If anyone has any other questions please let me know. I left KBF's post up for explanation, however any further posts by him will be deleted and all further open proxy's he wants to use will be IP banned as well.


----------



## TomBoerwinkle#1 (Jul 31, 2002)

I would just like to add to this that BCH did not take this to his "superiors."

BCH is an administrator, along with trubluefan, therifleman, Retrodreams, Gym Rat and me. We are all equal partners. BCH has no superiors.

And for the record, I agree with BCH's handling of the situation 100%.

I'm sorry you guys lost an active poster, but as you can see, BCH gave him every opportunity. All he had to do was admit the post was wrong and acknowledge that he has read and understands our guidelines.

He refused to do so.


----------



## son of oakley (Dec 24, 2003)

Free KBF

He's a son of a *****
but he's OUR son of a *****.

Viva la Revalution'!


----------



## HKF (Dec 10, 2002)

Whoa boy. Rashidi, those were the days, fighting with him over the merits of Layden. 

He loved Howard Eisley though. :no:


----------



## truth (Jul 16, 2002)

Dam,no more KBF and no more Rashidi....

There goes the voice of insanity....

I am shocked KBF made it this long...The best thing about him,was as aggressive and ornery as he was,his posts were never accurate.Any time I checked his "numbers" they were always off..I think that is why he was as insane as he is.Hes a smart dude,but he is out there..

Rashidi was just a basketball Geek.

Both had a very tough time acknowkedging when they were off base or out of line.I think Rashidi was just clueless as where KBF intentionally pushed things...

Cant we just let them back and lock them in the NY forum and throw away the key??


----------



## butr (Mar 23, 2004)

KBF was a little over the edge and aggressive.

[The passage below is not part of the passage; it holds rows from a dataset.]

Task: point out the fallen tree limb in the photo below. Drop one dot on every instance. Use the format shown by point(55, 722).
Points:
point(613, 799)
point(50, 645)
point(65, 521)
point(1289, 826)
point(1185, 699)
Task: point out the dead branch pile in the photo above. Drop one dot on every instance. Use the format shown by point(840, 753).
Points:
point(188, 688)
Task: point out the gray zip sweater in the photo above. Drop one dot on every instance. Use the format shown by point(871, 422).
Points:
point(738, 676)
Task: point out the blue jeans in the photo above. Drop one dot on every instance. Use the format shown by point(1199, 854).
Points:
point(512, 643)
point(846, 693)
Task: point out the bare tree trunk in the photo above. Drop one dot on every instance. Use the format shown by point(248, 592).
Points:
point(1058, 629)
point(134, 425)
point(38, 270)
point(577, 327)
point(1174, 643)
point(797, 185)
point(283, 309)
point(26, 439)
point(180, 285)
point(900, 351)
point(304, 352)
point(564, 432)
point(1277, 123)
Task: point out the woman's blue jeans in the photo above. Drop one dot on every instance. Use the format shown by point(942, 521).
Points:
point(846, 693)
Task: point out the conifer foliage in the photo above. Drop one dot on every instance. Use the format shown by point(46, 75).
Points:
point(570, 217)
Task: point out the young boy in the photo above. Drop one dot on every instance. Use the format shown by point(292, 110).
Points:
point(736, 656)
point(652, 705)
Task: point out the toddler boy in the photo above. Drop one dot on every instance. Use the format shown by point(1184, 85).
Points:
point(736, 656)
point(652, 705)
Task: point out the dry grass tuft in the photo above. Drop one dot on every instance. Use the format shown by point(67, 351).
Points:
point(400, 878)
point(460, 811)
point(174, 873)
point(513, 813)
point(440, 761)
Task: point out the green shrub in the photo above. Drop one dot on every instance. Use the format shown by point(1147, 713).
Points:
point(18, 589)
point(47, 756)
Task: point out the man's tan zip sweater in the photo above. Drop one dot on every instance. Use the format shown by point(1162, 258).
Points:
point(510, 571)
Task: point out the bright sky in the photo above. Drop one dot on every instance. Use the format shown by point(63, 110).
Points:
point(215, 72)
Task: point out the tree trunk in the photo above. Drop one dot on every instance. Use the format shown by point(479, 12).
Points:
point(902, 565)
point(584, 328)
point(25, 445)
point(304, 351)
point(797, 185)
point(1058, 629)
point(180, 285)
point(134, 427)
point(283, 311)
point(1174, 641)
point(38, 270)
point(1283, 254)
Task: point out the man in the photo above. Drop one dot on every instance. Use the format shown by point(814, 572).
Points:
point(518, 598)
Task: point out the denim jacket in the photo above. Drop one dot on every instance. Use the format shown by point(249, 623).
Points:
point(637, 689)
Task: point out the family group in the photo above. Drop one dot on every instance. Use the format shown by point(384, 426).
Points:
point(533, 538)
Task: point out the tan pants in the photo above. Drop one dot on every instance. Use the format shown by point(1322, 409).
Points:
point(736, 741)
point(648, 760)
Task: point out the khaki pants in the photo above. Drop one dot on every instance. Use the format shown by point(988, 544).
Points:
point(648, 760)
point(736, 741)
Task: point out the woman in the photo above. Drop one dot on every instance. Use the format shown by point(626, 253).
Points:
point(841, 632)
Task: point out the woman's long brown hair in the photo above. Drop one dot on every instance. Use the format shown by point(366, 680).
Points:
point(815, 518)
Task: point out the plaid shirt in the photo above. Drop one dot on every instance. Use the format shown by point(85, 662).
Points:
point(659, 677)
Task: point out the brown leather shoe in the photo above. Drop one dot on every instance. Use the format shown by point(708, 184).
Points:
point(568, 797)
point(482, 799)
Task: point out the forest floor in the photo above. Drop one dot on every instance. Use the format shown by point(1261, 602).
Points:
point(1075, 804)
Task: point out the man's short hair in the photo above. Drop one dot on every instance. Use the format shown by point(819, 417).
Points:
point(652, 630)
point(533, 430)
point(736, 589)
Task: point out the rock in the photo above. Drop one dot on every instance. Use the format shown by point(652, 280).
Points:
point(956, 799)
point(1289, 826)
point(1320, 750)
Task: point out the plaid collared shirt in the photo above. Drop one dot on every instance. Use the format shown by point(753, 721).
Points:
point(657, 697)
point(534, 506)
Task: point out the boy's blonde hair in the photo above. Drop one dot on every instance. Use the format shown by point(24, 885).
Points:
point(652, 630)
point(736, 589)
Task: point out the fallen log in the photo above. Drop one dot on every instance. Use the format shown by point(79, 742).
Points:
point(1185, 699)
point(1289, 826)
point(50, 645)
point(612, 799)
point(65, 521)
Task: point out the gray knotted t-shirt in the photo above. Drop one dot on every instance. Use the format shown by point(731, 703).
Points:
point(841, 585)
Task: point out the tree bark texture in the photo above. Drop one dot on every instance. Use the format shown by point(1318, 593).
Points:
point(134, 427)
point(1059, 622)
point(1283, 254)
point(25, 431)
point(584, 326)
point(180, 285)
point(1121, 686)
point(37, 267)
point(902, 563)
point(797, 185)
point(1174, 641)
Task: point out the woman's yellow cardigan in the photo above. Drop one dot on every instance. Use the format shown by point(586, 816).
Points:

But I will say that this board borders on insane political correctness sometimes, irrespective of the incident in question.


----------



## Tellthewholetruth (Aug 10, 2004)

:naughty: We don't let banned people post -- MJG


----------



## Perennial All Star (Aug 13, 2003)

Man you said "I'm outta this place...", stop reutning to prove your point, only to get banned.


----------



## Yao Mania (Aug 4, 2003)

Well you'll alway remain on the Yi Jianlian fan club KBF :wave:


----------



## TomBoerwinkle#1 (Jul 31, 2002)

For KBF:

ESPN Boards

JustBBall

RealGM


----------



## BCH (Jun 25, 2002)

> Originally posted by <b>TomBoerwinkle#1</b>!
> For KBF:
> 
> ESPN Boards
> ...


I just came here to do the same thing. Great minds think alike.


----------



## BCH (Jun 25, 2002)

Rashidi should not have been permanently banned.

He has been reinstated.


----------